Department of Integrative Physiology, Graduate School of Medical Sciences, Kyushu University, Fukuoka, Japan.
Biochem Biophys Res Commun. 2019 Apr 30;512(2):352-359. doi: 10.1016/j.bbrc.2019.03.051. Epub 2019 Mar 17.
The ability to detect noxious stimulation is essential to an organism's survival and wellbeing. Chronic pain is characterized by abnormal sensitivity to normal stimulation coupled with a feeling of unpleasantness. This condition afflicts people worldwide and severely impacts their quality of life and has become an escalating health problem. The spinal cord dorsal horn is critically involved in nociception and chronic pain. Especially, the substantia gelatinosa (SG) neurons of lamina II, which receives nociceptive inputs from primary afferents. Two major models are used to study chronic pain in animals, including nerve injury and the injection of a complete Freund's adjuvant (CFA) into the hind paw. However, how these models induce glutamatergic synaptic plasticity in the spinal cord is not fully understood.
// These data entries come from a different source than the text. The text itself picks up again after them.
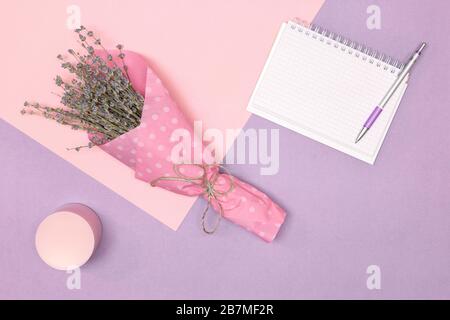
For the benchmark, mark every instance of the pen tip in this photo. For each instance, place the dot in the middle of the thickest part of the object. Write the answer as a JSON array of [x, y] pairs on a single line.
[[361, 134]]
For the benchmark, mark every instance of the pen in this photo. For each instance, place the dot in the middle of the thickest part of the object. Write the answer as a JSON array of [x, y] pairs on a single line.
[[376, 112]]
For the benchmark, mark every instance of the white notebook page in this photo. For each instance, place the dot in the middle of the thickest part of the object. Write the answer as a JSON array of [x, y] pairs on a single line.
[[325, 93]]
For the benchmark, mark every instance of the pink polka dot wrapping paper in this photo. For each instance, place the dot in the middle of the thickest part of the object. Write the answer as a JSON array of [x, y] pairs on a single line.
[[147, 150]]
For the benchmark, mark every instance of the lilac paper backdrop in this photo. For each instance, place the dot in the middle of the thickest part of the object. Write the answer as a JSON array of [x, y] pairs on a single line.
[[343, 214]]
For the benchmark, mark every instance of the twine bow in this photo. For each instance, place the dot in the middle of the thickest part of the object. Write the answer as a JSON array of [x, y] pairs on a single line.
[[207, 184]]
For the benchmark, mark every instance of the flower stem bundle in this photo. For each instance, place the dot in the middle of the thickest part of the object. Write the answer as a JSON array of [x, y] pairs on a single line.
[[98, 97]]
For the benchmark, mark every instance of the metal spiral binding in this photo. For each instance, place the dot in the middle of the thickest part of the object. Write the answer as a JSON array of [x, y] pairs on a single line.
[[354, 48]]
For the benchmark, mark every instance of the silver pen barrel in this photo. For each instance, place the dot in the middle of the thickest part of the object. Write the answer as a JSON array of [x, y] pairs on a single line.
[[402, 75]]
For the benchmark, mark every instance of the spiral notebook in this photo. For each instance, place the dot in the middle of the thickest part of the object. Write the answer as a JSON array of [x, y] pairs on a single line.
[[324, 86]]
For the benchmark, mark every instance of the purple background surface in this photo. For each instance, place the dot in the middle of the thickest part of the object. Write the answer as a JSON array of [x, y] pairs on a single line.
[[344, 215]]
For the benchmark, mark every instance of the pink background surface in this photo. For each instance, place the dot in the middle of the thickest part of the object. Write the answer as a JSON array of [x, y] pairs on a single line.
[[208, 53]]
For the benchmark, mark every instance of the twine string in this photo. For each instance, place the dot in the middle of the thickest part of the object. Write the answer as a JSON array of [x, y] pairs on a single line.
[[208, 185]]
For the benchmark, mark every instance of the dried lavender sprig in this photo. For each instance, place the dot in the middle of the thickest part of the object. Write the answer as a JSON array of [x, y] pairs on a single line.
[[100, 98]]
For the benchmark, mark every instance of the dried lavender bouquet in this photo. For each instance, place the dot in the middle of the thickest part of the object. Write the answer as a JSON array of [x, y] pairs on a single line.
[[98, 97]]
Here, we studied synaptic plasticity on excitatory transmissions in the adult rat SG neurons. Using in vitro and in vivo whole-cell patch-clamp recording methods, we analyzed spontaneous excitatory postsynaptic currents (sEPSCs) 2 weeks following nerve injury and 1 week following CFA injection. In the spinal slice preparation, these models increased both the frequency and amplitude of sEPSCs in SG neurons. The frequency and amplitude of sEPSCs in the nerve injury and the CFA group were reduced by the presence of tetrodotoxin (TTX). By contrast, TTX did not reduce the sEPSCs compared with miniature EPSCs in naïve rats. Next, we analyzed the active electrophysiological properties of neurons, which included; resting membrane potentials (RMPs) and the generation of action potentials (APs) in vitro. Interestingly, about 20% of recorded SG neurons in this group elicited spontaneous APs (sAPs) without changing the RMPs. Furthermore, we performed in vivo whole-cell patch-clamp recording in SG neurons to analyze active electrophysiological properties under physiological conditions. Importantly, in vivo SG neurons generated sAPs without affecting RMP in the nerve injury and the CFA group. Our study describes how animal models of chronic pain influence both passive and active electrophysiological properties of spinal SG neurons.
检测有害刺激的能力对生物体的生存和健康至关重要。慢性疼痛的特征是对正常刺激异常敏感,并伴有不愉快的感觉。这种情况在全球范围内都有发生,严重影响了人们的生活质量,已经成为一个不断加剧的健康问题。脊髓背角在伤害感受和慢性疼痛中起着关键作用。特别是,I 层的胶状质(SG)神经元,它接收来自初级传入的伤害性输入。有两种主要的动物模型用于研究慢性疼痛,包括神经损伤和向后爪注射完全弗氏佐剂(CFA)。然而,这些模型如何在脊髓中诱导谷氨酸能突触可塑性还不完全清楚。在这里,我们研究了成年大鼠 SG 神经元兴奋性传递中的突触可塑性。使用离体和体内全细胞膜片钳记录方法,我们分析了神经损伤后 2 周和 CFA 注射后 1 周的自发兴奋性突触后电流(sEPSC)。在脊髓切片制备中,这些模型增加了 SG 神经元中 sEPSC 的频率和幅度。神经损伤和 CFA 组中 sEPSC 的频率和幅度可被河豚毒素(TTX)降低。相比之下,与未处理的大鼠相比,TTX 并没有降低 sEPSC 与微电泳 EPSC 的比值。接下来,我们分析了神经元的主动电生理特性,包括:静息膜电位(RMP)和动作电位(AP)的产生。有趣的是,该组约 20%的记录的 SG 神经元在不改变 RMP 的情况下自发产生 AP(sAP)。此外,我们在 SG 神经元中进行了体内全细胞膜片钳记录,以分析生理条件下的主动电生理特性。重要的是,在神经损伤和 CFA 组中,体内 SG 神经元产生 sAP 而不影响 RMP。我们的研究描述了慢性疼痛动物模型如何影响脊髓 SG 神经元的被动和主动电生理特性。